Thursday, January 8, 2009

If it makes you gag - it's not a real snack

Choking down a lean cuisine is the last thing I want to be doing right now.

Today has been a weird day. It started when I arrived at the dermatologist to find out the nurse who usually helps with my tattoo removal procedure was off today (office staff apparently ignored the note on my chart that says, “If no Karen, call to reschedule.") Karen is the only reason I have been able to survive these 9+ god awful singe sessions. The doctor is a total jerk mamma and if he had his way, I’d have no anesthetic or epidermis to speak of. This is where Karen [insert halo and choir] comes in. Being the self proclaimed wuss that I am, I have her shoot me up with a double dose of the numbing juice. One time a first year resident was observing my procedure and the conversation went like this.

Resident: You’re brave.
Me: Huh?
Resident: The last guy that was in here screamed like a baby. I could hear him all the way down the hall.
Me: I’m numb. He could blast my foot with a blow torch and it wouldn’t faze me.
Resident: Oh, that’s nice.
Me: It’s included in the (reDONKculously, not covered by insurance) price.
Resident: Then I wonder why that guy didn’t request local anesthetic?
Karen: Because. He’s A GUY.

Once Doctor Antisocial comes in, he barely acknowledges my existence and spends ONE (I shit you not, one) minute blasting away at Tweety and exits the room. Karen slathers on the Aquaphor (Ahh, so my favorite product, it’s like Tussin’ for your skin parts) and a second-skin gel patch that is cool on my wound and then bandages it up all nice so I can go to work without an oozy, bleedy mess.

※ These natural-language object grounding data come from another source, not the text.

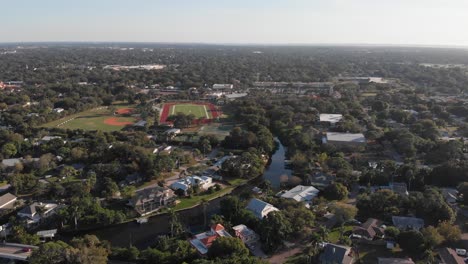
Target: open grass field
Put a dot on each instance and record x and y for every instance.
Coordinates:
(97, 119)
(200, 111)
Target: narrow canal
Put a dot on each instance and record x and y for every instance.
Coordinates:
(144, 235)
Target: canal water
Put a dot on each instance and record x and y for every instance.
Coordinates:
(144, 235)
(277, 166)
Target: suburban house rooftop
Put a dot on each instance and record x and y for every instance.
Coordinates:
(331, 118)
(301, 193)
(345, 137)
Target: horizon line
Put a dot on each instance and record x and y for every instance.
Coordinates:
(453, 46)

Not!Today! After Captain Dermadick was done blasting the hell out of it with the blow torch laser, he wiped it with a tissue and slapped a Band-Aid on it. A TISSUE?! OUCH! SIR, ihateyou.ihateyou.ihateyou.ihateyou. I'm telling Karen.

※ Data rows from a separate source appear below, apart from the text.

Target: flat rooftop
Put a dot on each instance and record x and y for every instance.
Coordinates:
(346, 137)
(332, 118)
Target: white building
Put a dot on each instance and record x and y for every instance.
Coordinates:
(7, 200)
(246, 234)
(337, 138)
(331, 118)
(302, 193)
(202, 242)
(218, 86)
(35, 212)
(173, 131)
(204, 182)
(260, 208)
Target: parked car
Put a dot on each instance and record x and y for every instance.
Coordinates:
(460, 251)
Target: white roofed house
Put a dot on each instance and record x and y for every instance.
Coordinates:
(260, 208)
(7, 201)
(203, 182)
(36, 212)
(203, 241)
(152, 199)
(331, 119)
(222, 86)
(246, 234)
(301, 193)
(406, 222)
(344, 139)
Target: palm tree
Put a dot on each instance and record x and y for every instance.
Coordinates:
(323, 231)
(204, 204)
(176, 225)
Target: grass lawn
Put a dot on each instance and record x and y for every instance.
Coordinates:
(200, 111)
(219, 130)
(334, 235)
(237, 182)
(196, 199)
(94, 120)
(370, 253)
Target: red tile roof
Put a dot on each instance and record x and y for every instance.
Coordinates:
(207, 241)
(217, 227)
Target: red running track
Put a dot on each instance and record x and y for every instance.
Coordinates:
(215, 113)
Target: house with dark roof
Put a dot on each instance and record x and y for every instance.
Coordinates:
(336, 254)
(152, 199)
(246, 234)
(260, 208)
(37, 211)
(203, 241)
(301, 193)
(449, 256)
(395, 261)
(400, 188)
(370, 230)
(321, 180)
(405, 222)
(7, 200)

Now you see how bad I want this tattoo gone. I’ll post pictures when scab won’t make your stomach turn.

Furthermore,

I didn’t mention that I’m on the South Beach Diet. Phase 1. I didn’t mention it because I don’t believe in losing weight as a New Year’s resolution. I think it’s stupid to only get your eat-right-fitness on in January. But the 15 lbs I gained back after the wedding are starting to annoy me (14 of them are a real pain in my ass). So my daily intake looks like this:

Breakfast: two pieces of turkey bacon, a fried egg and a mug of lemon tea
Snack 1: Cheese stick and 30 pistachio nuts
Lunch: The only carb-free lean cuisine I could find: Chicken Florentine
Snack 2: 8 celery sticks and one wedge of laughing cow light cheese (of course the cows are laughing, this snack is douche!)
Snack 3: (before the gym): Cottage cheese cup and 7 cherry tomatoes
Dinner: MEATBALLS! Broccoli and cauliflower.
Dessert: Sugar Free Jell-O (seriously, why bother.)
Water. Water. and Water.

The End.

P.S. Phase 1 makes me dream of stacking up 15 iced jelly donuts, licking the tiny red buttholes first, and stuffing the suggary goodness down my gabber until every last crumb is gone.

But, I refrain. Mostly, because that's how I gained the 15 lbs in the first place.
(In Phase 2 I get to eat yogurt so the cravings are pretty much gone. SIKE!)